Berita

Rizal Ramli/Net

Politik

Tipping Point Untuk Indonesia?

KAMIS, 26 SEPTEMBER 2019 | 11:25 WIB | OLEH: DR. RIZAL RAMLI

DALAM peralihan peristiwa yang luar biasa, kurang dari enam bulan setelah terpilih kembali dan hanya beberapa minggu jelang pelantikannya untuk masa jabatan kedua, Presiden Joko Widodo (Jokowi) saat ini mendapati dirinya tengah berada di tengah kemarahan serta kritik keras dari banyak warga Indonesia.

Pertanyaannya adalah, apa yang akan terjadi selanjutnya?

Banyak kemarahan yang diarahakan kepada presiden dapat dijelaskan oleh ekonomi dasar. Tidak lama setelah terpilih kembali, Jokowi dan tim ekonominya dengan tidak bijaksana memperkenalkan kenaikan premi asuransi kesehatan nasional (BPJS) dan harga listrik.


Kelas menengah dan berpenghasilan rendah, yang sudah kesulitan menghadapi inflasi harga bahan makanan dan kurangnya lapangan pekerjaan, harus menghadapi kondisi di mana dompet mereka kembali bermasalah.

Ketidakbijaksanaan yang sama kembali dilakukan presiden dengan memungkinkan Dewan Perwakilan Rakyat Nasional (DPR) untuk meloloskan undang-undang yang secara efektif melemahkan Komisi Pemberantasan Korupsi (KPK), dengan sedikit bisikan protes atau pencitraan otoritas moral.

Oleh karena itu, kemarahan publik dan gerakan aktivis mahasiswa yang semakin meningkat membuat mereka turun ke jalan untuk menuntut presiden melakukan sesuatu untuk memperbaiki kerusakan yang ditimbulkan.

KPK, baik atau buruk, adalah pilar dalam demokrasi Indonesia, yakni sebagai pemeriksaan penting pada keserakahan dengan mengadili mereka yang telah menyalahgunakan kepercayaan publik untuk keuntungan pribadi. Sekarang KPK berdiri untuk menjadi korban terbaru dalam periode demokrasi tidak liberal.

Selain mengawasi pemerintah mengeluarkan undang-undang yang hanya dapat menyebabkan lebih banyak peluang korupsi, warga Indonesia dari segala tingkatan usia, jenis kelamin dan kepercayaan juga marah dengan rancangan undang-undang DPR untuk merevisi KUHP.

Rancangan tersebut mencakup ketentuan untuk melarang seks sebelum menikah. Selain itu juga menempatkan mereka yang mengkritik presiden sama seperti pelaku kejahatan. Dengan kata lain, jika disahkan, rancangan itu akan menjadi pukulan telak bagi hak-hak sipil dan ekspresi individu.

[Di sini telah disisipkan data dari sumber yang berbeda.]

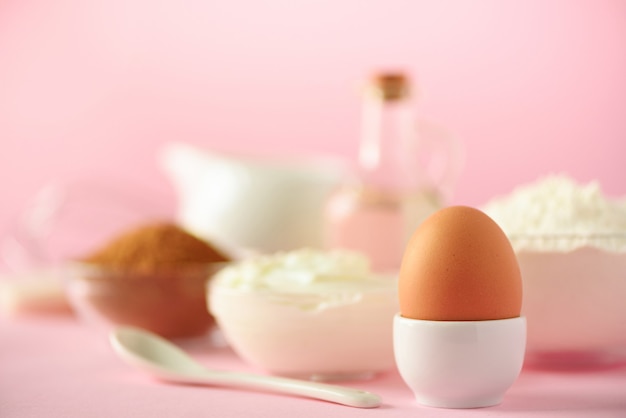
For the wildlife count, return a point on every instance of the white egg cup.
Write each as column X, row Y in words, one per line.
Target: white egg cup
column 459, row 364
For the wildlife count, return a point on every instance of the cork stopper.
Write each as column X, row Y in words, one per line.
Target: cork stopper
column 390, row 86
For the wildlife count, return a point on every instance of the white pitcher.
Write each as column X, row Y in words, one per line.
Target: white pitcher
column 246, row 203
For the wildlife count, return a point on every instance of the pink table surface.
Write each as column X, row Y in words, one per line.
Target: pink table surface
column 56, row 367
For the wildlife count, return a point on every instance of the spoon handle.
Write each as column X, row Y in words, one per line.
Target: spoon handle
column 322, row 391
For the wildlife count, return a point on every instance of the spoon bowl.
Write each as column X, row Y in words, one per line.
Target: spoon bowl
column 164, row 360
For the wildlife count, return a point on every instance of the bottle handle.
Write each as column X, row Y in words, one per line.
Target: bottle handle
column 441, row 157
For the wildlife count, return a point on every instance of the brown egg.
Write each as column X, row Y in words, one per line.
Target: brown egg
column 459, row 266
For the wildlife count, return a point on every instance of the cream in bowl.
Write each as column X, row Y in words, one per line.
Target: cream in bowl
column 570, row 241
column 308, row 314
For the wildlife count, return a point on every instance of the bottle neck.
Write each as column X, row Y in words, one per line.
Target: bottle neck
column 388, row 143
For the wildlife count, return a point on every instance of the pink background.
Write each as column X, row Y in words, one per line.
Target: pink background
column 89, row 90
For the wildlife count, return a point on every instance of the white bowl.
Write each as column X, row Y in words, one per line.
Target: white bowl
column 575, row 304
column 459, row 364
column 336, row 333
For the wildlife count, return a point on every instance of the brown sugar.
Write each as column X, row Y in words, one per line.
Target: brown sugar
column 155, row 247
column 154, row 277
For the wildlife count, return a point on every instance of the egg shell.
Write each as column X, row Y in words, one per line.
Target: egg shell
column 459, row 266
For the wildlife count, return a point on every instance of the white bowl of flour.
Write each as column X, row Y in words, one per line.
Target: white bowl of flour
column 570, row 240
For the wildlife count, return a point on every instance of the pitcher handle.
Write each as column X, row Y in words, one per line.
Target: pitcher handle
column 442, row 157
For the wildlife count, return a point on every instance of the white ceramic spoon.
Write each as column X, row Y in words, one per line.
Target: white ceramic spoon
column 166, row 361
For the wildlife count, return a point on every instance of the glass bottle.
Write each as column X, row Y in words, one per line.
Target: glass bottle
column 378, row 212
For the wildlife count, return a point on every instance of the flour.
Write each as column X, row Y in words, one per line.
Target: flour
column 555, row 213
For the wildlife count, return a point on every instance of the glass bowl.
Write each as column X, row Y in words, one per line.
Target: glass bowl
column 169, row 302
column 574, row 293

Untuk saat ini, Jokowi telah meminta DPR untuk menunda pemungutan suara final pada KUHP, hingga anggota DPR yang baru menjabat. Ada obrolan tentang perlunya pemerintah untuk mendapatkan lebih banyak masukan dari publik sebelum membawa RUU ke meja DPR untuk pemungutan suara final.

Tetapi warga Indonesia ingin mendengar lebih banyak dari presiden mereka tentang masalah ini dan mereka menginginkan presiden untuk mengambil peran kepemimpinan dalam debat, bukan hanya sekedar mengalah.

Apakah dia secara pribadi percaya bahwa rancangan undang-undang tersebut akan memberikan hal yang lebih baik atau atau lebih buruk bagi warga negaranya?

Dengan dalih apa seseorang dapat berpendapat bahwa hukum untuk membuat pilihan dalam kehidupan pribadi mereka sendiri dan mengekspresikan pendapat mereka, dikalahkan oleh beberapa kebaikan kolektif yang lebih besar?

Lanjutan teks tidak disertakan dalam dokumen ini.